Sunday, April 15, 2012


Today is perhaps my favorite holiday of the year--Second Easter, as I like to call it. My dear friend, Janice Padula, always invites folks over for the most AMAZING Mediterranean spread for orthodox Easter. Observe:

As for my contribution, I couldn't help myself but to try and duplicate something cheesy but adorable that I had seen floating around Facebook (via Pinterest) around traditional Eastertime. This platter of peepers took a little longer to make that regular devilled eggs--which take too long as it is--but they were fun, and everyone was greatly amused at the orthodox Easter gathering.

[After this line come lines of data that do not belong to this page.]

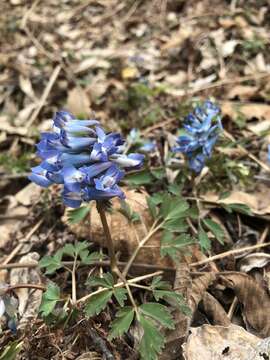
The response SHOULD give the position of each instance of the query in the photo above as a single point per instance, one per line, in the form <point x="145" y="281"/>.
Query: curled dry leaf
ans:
<point x="257" y="202"/>
<point x="125" y="235"/>
<point x="214" y="310"/>
<point x="29" y="300"/>
<point x="199" y="287"/>
<point x="209" y="342"/>
<point x="256" y="260"/>
<point x="176" y="337"/>
<point x="255" y="301"/>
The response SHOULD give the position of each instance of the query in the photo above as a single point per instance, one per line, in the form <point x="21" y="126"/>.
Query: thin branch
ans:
<point x="228" y="253"/>
<point x="121" y="284"/>
<point x="152" y="231"/>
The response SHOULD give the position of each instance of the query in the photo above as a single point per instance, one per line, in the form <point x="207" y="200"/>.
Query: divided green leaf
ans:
<point x="159" y="313"/>
<point x="77" y="215"/>
<point x="204" y="241"/>
<point x="125" y="209"/>
<point x="51" y="263"/>
<point x="122" y="322"/>
<point x="152" y="341"/>
<point x="171" y="245"/>
<point x="49" y="299"/>
<point x="105" y="281"/>
<point x="241" y="208"/>
<point x="120" y="295"/>
<point x="215" y="229"/>
<point x="98" y="302"/>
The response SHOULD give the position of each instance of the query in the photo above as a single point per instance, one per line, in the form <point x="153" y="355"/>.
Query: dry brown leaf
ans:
<point x="256" y="110"/>
<point x="258" y="201"/>
<point x="243" y="92"/>
<point x="256" y="260"/>
<point x="214" y="310"/>
<point x="255" y="301"/>
<point x="199" y="287"/>
<point x="78" y="102"/>
<point x="176" y="337"/>
<point x="209" y="342"/>
<point x="29" y="300"/>
<point x="125" y="235"/>
<point x="26" y="87"/>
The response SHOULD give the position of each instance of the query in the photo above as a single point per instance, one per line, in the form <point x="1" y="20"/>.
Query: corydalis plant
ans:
<point x="88" y="162"/>
<point x="202" y="127"/>
<point x="81" y="156"/>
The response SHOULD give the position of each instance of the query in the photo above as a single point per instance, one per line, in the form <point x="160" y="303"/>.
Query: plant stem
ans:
<point x="121" y="284"/>
<point x="73" y="277"/>
<point x="110" y="244"/>
<point x="25" y="286"/>
<point x="152" y="231"/>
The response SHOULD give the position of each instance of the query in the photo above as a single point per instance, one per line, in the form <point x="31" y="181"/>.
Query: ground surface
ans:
<point x="140" y="64"/>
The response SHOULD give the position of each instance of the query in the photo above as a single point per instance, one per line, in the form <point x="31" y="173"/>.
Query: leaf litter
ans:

Just prepare your favorite devilled egg recipe, but instead of cutting the hard-cooked eggs in half lengthwise, cut the top third or so off, width-wise. (If the yolk doesn't pop out easily, try coaxing it out with the small end of a mellon baller.) Pipe the filling into the bigger/bottom part from a sandwich baggie with the corner snipped off, really heaping it up, then top with the other piece of white. Finally, fashion eyes with small bits of black olive and beaks with a teeny triangle of carrot. SO CUTE!


Lazarus said...

If it's Orthodox, then it's not Easter. You probably are aware, Easter comes from the pagan goddess Ishtar. Orthodox refer to the feast of the Resurrection as Pasha (greek for PASSOVER). This IS the Christian Passover, and the symbolism behind the two names (Easter and Pascha) have very significant and particular meanings. My point here is not to make a mountain of a molehill, but to remind us that words really do contain theological importance worth preserving and being clear about. Our faith and theology is more valuable than any particular cultural expression, and Pascha isn't the 'orthodox' name for Easter. Easter, as a term, is an unfortunate western debasement of the holy feast of the Resurrection of our Lord.

Joy Bugaloo said...

Yes, I do appreciate the distinction between American holiday with its springtime/pagan roots and the sacred/religious holy day celebration. I did not intend to conflate the two theologically, only culinarily! Pardon for any offense, and thanks for your insightful comment and for visiting my little blog.